Il est tentant de considérer les arbres, ces majestueux géants, comme acquis. Pourtant, dès l'apparition de signes de détresse, il peut être trop tard pour les sauver. Avec quelques gestes simples, offrez-leur un excellent départ et maintenez-les en pleine santé pour des générations.
Sur cette page
Le choix d'un arbre destiné à prospérer des décennies repose sur une recherche approfondie. Étudiez les espèces envisagées en évaluant la hauteur et la largeur de la canopée à maturité, les exigences du sol et la zone de rusticité selon le Département américain de l'Agriculture.
"Planter le bon arbre au bon endroit pour les bonnes raisons est la base d'une santé optimale", explique Kathy Glassey, directrice des ressources renouvelables chez Monster Tree Service.
Dans les régions à saisons marquées, plantez les arbres à feuilles caduques (érables, chênes) en automne et les conifères au printemps, conseille Lou Meyer, arboriculteur chez Davey Tree Service.
"Cela permet aux feuillus de développer leurs racines pendant la dormance de la cime. Les persistants perdent de l'eau par leurs aiguilles tout l'hiver ; un sol gelé empêche la compensation, causant un stress sévère aux jeunes plants", précise Meyer.
Pour une plantation réussie, évitez l'erreur courante d'enterrer trop profondément.
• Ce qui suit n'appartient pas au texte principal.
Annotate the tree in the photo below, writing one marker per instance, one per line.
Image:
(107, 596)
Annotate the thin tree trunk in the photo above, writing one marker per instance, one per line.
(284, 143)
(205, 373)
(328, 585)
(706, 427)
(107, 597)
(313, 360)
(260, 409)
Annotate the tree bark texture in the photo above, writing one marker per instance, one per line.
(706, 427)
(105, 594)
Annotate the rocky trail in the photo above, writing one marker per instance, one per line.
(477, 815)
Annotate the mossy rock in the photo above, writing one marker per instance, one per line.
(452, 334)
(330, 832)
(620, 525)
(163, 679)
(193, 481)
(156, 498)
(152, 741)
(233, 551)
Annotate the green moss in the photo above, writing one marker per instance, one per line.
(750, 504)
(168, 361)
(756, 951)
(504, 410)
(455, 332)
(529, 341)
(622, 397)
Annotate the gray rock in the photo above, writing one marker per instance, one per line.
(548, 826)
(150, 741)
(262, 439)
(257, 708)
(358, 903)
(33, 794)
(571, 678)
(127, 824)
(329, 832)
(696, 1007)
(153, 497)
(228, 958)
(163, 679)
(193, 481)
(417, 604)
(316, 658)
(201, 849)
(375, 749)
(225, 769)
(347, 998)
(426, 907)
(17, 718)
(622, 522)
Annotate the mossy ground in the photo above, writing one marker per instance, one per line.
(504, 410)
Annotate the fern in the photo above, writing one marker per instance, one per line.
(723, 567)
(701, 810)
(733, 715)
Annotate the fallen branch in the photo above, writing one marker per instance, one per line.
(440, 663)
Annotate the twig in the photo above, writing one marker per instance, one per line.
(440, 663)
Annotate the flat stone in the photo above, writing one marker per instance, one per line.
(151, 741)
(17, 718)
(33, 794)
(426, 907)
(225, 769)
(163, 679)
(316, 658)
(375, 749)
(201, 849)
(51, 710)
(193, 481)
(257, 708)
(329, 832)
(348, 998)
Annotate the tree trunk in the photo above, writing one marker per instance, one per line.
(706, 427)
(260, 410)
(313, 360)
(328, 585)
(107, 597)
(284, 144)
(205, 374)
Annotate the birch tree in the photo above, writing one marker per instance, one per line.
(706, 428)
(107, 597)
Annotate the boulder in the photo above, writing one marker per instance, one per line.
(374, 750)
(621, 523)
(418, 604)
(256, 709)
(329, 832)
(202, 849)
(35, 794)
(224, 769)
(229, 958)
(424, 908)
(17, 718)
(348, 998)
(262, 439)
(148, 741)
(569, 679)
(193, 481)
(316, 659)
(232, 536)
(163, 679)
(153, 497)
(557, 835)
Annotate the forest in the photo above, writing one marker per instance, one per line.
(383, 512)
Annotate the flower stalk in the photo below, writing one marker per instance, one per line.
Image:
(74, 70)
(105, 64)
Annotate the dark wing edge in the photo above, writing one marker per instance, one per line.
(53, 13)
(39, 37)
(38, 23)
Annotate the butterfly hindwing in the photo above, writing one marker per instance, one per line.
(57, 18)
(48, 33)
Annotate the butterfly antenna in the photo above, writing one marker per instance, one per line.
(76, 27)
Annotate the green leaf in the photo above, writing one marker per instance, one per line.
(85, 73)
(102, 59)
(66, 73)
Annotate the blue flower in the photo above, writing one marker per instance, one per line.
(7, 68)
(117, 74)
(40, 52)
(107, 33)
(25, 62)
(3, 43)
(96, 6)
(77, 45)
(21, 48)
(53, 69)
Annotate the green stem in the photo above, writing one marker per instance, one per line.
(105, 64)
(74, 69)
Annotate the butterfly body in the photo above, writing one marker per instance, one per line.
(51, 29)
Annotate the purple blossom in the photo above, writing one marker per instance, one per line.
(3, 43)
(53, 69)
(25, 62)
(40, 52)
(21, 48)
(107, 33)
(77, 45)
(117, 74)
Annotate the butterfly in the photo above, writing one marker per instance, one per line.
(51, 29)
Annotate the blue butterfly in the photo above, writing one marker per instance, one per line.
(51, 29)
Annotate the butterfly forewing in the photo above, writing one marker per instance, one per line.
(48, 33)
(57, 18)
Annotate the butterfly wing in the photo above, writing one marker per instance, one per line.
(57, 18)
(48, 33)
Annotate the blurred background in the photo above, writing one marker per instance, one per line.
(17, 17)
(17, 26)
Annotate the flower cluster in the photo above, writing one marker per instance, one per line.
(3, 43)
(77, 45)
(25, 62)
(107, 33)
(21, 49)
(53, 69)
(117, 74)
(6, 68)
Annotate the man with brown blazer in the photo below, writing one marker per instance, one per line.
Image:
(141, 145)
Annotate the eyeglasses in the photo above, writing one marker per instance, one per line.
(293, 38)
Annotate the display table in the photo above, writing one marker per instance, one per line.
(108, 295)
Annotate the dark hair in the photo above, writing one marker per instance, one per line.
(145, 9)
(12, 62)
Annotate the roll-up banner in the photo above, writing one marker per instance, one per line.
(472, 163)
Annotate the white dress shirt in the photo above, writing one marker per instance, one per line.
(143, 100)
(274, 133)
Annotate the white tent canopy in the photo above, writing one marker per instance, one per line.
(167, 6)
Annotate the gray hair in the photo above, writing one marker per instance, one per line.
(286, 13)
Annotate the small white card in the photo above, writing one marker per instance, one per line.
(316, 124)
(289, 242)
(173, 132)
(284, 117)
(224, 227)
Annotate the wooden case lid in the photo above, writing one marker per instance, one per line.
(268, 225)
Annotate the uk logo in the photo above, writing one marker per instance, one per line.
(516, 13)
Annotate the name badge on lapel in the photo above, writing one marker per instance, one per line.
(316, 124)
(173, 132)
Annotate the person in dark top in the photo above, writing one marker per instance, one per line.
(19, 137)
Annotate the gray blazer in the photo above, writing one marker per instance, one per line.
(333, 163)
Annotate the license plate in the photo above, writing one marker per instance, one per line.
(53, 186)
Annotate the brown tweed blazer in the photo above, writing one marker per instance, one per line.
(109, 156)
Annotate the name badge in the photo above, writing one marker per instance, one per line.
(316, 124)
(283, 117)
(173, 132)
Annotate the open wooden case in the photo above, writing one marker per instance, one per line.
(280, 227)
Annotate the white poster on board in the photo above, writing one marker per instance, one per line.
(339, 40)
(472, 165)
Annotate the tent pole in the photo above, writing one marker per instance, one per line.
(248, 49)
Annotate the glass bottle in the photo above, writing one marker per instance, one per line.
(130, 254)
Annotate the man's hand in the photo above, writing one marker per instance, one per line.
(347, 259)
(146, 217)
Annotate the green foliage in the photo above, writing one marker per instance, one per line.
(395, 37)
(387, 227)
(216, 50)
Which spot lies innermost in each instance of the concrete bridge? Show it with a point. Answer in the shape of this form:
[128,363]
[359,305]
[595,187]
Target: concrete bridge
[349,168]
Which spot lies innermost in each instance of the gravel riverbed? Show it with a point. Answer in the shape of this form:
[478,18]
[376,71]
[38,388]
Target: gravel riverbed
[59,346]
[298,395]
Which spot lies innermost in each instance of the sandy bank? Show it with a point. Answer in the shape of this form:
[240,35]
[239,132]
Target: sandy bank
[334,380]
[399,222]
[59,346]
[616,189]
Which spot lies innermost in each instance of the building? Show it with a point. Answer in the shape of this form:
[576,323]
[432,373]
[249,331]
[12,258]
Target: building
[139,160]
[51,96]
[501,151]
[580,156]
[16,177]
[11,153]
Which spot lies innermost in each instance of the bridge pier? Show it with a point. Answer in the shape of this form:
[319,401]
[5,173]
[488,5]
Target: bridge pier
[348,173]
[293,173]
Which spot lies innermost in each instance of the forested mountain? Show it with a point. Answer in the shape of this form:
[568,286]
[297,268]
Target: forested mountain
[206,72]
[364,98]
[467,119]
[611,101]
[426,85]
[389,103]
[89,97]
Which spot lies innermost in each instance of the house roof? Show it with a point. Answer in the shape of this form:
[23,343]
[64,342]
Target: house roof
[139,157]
Positionnez l'évasement des racines 5 cm au-dessus du sol. Le résultat doit évoquer un jean évasé, non un poteau télégraphique.
Pour les jeunes arbres tuteurés, un léger balancement au vent est bénéfique, note Glassey.
"Il favorise la conicité du tronc et l'ancrage racinaire. Retirez les tuteurs au plus tard la troisième année, ou ajustez-les régulièrement pour éviter d'étrangler tronc ou branches basses."
Un arrosage infrequent mais profond encourage des racines vigoureuses, recommande Meyer.
"Des arrosages courts et fréquents confinent les racines en surface. Testez l'humidité : formez une boule de terre à 10 cm de profondeur. Si elle goutte, trop d'eau ; si elle s'effrite, trop sec."
Randy Nelson, arboriculteur certifié chez Monster Tree Service, préconise des tuyaux suintants ou goutte-à-goutte, placés à 1 m du tronc jusqu'à la ligne de goutte (bord de la canopée), en cercles uniformes.
Vérifiez si l'espèce tolère la pulvérisation sur le tronc – pas les palmiers, par exemple.
Appliquez 3 à 5 cm de paillis, distant de 8 à 13 cm du tronc, jusqu'à la ligne de goutte. "Tout paillis vaut mieux que rien, l'excès tue", avertit Meyer. "Mélangez du compost pour enrichir les sols."
Classey conseille de ratisser et aérer le paillis plusieurs fois l'an pour prévenir les moisissures.
"Ces êtres vivants, comme vos animaux, ont besoin de nutriments", souligne Meyer. "Les sols urbains épuisés et nettoyés annuellement s'appauvrissent."
Compost et paillis aident, mais pour un sol dénutri, optez pour une injection souterraine professionnelle de nutriments dans la zone racinaire.
Surveillez régulièrement branches mortes ou pendantes et retirez-les. Pour l'élagage DIY, utilisez des outils aiguisés adaptés, conseille Glassey.
"Gardez les branches basses plusieurs années sur les jeunes arbres pour développer la conicité du tronc. Ne coupez pas le collet de branche. Confiez les gros travaux à des pros certifiés."
"Si vous traitez les parasites, sachez précisément quoi et pourquoi", met en garde Meyer. "De nombreux prédateurs naturels sont éliminés par les pulvérisations. La nature équilibre souvent seule – un peu de dommage est acceptable."